Wind power from the clouds – testing giant propellers

By Michael Sauerbier

Our wind farms will soon have an upper floor! Researchers in Brandenburg are testing the wind conditions at a height of 300 meters using the world’s largest met mast. The first results promise a lot.

Large train station in small Klettwitz (6000 inhabitants, Oberspreewald-Lausitz). Researchers, politicians and entrepreneurs are celebrating the future of wind power on a former opencast mining dump near the Lausitzring. In the middle of the forest, the Dresden company Gicon built Brandenburg’s tallest structure within four months: the world’s largest wind measuring mast.

The steel giant is peppered with sensors from the ground up to 300 meters away. They measure wind strength and direction, air pressure and humidity, temperature and even bat flights. The data should answer the question: Is it worth building wind turbines that are twice as high as before?

Martin Chaumet from the Federal Agency for Leap Innovations shows the first results. “At an altitude of 300 meters, the wind blows on average 50 percent stronger than at 100 meters,” says Chaumet, “the power output is three times as high there – and twice as high as at 150 meters.”

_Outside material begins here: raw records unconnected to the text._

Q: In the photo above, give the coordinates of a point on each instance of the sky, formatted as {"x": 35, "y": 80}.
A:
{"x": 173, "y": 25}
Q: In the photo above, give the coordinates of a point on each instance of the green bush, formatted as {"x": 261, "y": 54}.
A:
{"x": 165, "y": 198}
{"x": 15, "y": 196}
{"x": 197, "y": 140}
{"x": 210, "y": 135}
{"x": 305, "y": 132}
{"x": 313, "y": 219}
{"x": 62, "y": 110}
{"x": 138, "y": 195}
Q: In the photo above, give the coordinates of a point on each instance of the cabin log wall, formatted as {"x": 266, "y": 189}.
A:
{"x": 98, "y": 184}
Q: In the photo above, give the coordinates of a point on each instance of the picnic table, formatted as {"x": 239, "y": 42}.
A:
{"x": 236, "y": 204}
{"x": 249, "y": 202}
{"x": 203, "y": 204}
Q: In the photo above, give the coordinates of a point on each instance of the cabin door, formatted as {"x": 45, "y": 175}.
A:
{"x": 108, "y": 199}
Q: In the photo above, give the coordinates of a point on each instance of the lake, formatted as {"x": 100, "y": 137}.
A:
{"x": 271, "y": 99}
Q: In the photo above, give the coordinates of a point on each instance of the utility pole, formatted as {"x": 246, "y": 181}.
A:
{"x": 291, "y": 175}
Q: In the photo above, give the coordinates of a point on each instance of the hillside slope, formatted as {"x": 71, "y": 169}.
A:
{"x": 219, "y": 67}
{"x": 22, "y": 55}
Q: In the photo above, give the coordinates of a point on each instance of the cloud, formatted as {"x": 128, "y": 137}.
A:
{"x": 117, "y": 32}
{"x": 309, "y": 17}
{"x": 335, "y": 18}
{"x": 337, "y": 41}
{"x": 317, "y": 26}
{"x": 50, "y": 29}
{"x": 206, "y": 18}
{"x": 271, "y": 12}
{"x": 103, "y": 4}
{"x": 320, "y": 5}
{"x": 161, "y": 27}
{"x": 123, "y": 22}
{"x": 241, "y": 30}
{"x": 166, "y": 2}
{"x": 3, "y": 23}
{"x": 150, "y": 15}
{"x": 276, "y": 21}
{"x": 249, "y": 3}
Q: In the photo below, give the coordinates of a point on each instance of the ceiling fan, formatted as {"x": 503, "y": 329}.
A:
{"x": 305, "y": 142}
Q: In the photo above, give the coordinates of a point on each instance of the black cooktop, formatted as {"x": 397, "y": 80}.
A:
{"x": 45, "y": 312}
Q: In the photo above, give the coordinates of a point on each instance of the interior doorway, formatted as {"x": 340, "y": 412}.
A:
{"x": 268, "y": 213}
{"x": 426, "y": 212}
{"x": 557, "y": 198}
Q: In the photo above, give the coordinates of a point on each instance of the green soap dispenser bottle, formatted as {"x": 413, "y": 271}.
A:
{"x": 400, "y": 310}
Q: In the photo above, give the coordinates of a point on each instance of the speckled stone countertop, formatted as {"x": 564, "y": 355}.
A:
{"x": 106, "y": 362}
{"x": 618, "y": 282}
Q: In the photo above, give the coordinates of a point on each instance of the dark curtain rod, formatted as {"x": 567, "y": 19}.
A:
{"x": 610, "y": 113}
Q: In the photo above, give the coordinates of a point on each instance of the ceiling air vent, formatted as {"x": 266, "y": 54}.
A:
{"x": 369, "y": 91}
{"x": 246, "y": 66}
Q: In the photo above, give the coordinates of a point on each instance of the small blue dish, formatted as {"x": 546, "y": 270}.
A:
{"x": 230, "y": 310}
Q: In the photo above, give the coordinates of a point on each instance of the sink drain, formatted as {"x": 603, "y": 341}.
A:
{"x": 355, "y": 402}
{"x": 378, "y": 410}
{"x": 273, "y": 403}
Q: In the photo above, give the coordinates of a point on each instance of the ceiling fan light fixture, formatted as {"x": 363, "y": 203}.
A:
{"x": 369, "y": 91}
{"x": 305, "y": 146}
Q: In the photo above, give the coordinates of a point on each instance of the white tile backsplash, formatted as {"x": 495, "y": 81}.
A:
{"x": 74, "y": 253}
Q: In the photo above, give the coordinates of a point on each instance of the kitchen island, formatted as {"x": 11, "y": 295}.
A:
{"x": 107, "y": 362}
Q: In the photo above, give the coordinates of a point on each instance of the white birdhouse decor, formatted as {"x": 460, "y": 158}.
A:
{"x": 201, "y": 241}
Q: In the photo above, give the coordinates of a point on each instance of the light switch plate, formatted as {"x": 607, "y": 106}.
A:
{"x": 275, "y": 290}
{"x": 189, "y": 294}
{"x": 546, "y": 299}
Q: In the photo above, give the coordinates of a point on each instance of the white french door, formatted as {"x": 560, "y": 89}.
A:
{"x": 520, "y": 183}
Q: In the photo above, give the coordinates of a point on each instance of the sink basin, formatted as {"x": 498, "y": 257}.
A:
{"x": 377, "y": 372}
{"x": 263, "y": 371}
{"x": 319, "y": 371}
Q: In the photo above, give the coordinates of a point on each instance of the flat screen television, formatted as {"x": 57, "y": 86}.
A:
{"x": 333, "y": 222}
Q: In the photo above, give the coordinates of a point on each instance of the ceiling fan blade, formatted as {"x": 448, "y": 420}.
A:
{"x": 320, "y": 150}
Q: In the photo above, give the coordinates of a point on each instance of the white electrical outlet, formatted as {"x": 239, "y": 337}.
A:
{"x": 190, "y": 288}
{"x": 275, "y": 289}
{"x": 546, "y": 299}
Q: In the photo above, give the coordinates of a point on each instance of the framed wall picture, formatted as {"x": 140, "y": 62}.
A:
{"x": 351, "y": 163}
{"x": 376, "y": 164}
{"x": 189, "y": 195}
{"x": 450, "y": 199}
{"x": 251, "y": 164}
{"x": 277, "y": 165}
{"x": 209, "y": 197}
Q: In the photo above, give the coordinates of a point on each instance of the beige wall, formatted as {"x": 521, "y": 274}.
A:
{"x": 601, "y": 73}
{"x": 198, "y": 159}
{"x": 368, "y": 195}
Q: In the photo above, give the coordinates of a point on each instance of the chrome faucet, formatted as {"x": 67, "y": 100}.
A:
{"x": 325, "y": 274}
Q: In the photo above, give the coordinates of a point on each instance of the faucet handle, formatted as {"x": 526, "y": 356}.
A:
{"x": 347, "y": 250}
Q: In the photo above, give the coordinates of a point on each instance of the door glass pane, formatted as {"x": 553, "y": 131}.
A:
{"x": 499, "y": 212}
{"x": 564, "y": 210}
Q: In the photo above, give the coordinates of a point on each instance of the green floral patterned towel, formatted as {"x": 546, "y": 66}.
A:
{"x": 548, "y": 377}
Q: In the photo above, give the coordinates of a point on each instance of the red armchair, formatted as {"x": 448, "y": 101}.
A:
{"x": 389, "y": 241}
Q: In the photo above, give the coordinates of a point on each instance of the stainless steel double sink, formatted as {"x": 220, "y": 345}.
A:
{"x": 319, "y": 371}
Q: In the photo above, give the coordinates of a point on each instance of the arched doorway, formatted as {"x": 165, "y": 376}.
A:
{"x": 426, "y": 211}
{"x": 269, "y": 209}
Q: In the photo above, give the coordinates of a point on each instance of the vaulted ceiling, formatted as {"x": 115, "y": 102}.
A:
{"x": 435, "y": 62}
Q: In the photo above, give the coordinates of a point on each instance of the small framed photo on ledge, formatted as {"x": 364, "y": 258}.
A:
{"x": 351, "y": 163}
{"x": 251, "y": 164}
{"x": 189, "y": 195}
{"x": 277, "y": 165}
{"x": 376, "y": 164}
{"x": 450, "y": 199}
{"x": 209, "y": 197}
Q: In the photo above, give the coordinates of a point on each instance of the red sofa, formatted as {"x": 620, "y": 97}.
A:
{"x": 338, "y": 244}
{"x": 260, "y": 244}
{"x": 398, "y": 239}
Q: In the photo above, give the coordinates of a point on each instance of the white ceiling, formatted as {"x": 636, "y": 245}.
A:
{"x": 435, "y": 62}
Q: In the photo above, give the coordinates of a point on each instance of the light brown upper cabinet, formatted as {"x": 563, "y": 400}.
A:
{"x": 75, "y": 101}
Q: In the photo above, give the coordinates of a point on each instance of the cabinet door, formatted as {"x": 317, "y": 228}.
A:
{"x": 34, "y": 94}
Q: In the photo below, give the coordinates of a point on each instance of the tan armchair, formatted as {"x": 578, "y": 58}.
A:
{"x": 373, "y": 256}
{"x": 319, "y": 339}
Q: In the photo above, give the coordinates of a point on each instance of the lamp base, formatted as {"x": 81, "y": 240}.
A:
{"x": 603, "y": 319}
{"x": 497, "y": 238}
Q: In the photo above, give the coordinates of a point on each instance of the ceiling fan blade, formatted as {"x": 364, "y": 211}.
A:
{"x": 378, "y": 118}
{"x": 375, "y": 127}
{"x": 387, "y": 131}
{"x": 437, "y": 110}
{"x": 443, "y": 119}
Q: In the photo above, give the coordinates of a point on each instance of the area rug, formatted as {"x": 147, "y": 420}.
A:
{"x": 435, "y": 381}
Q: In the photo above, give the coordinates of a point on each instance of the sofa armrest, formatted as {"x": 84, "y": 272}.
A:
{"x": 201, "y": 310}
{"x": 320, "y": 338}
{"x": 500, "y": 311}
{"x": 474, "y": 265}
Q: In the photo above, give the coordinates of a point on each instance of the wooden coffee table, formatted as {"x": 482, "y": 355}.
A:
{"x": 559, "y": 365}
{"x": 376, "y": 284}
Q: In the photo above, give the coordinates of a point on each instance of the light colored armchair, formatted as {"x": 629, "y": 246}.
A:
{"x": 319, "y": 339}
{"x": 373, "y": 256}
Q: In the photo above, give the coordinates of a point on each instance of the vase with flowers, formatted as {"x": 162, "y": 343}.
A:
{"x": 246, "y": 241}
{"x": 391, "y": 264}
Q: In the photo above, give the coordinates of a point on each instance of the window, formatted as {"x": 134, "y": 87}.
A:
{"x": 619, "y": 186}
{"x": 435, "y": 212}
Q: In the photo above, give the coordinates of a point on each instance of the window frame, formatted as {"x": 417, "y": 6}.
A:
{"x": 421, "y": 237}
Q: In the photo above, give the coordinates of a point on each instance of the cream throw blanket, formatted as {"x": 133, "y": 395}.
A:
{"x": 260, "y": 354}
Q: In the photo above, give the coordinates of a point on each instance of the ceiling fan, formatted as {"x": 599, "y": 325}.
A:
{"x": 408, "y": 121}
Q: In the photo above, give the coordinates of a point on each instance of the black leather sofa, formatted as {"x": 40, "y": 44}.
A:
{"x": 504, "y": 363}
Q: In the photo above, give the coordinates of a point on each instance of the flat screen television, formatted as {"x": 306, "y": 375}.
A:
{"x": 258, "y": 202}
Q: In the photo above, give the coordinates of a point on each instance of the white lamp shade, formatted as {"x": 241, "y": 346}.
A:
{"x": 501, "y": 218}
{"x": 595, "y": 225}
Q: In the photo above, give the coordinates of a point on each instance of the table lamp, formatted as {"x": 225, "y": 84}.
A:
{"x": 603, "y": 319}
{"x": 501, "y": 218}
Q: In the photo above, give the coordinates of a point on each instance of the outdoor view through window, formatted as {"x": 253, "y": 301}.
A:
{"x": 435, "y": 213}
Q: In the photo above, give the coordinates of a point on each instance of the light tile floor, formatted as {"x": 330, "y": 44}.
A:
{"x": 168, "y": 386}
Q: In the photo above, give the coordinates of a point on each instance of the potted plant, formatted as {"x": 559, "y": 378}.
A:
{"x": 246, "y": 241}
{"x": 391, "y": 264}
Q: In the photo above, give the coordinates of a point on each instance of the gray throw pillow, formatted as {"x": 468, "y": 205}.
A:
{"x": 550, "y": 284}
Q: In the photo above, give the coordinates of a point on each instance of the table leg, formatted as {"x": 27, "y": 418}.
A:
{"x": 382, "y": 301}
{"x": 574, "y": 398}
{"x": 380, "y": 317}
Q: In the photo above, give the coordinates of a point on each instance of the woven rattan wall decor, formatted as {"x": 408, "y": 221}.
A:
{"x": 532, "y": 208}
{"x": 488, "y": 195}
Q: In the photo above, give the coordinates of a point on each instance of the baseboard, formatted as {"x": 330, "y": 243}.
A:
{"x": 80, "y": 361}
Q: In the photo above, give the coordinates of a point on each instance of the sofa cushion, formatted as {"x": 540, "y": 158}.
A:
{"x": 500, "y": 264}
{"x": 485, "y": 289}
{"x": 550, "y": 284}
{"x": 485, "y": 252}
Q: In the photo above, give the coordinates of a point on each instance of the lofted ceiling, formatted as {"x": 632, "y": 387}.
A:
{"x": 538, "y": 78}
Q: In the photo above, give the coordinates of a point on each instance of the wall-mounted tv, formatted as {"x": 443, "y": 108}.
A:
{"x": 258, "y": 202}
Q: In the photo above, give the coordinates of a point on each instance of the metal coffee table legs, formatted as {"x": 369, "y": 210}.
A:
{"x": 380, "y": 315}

The new findings have drastic consequences. “High wind turbines can generate electricity almost anywhere,” says Chaumet happily, “for example next to large industrial plants like BASF in Ludwigshafen. Greetings from Bavaria and Baden-Württemberg!”

Where there are already wind farms, State Secretary for Economic Affairs Michael Kellner (Greens) wants to “put in another floor with the high propellers – for more electricity yield on the same area.”

Gicon boss Jochen Großmann was already convinced by the first measurement data. “Next spring,” he promises, “we will build the first 300-meter high wind turbine in Klettwitz!” It’s a worthwhile deal: With double the electricity yield, the construction costs are only 50 percent higher than for a 150-meter wheel.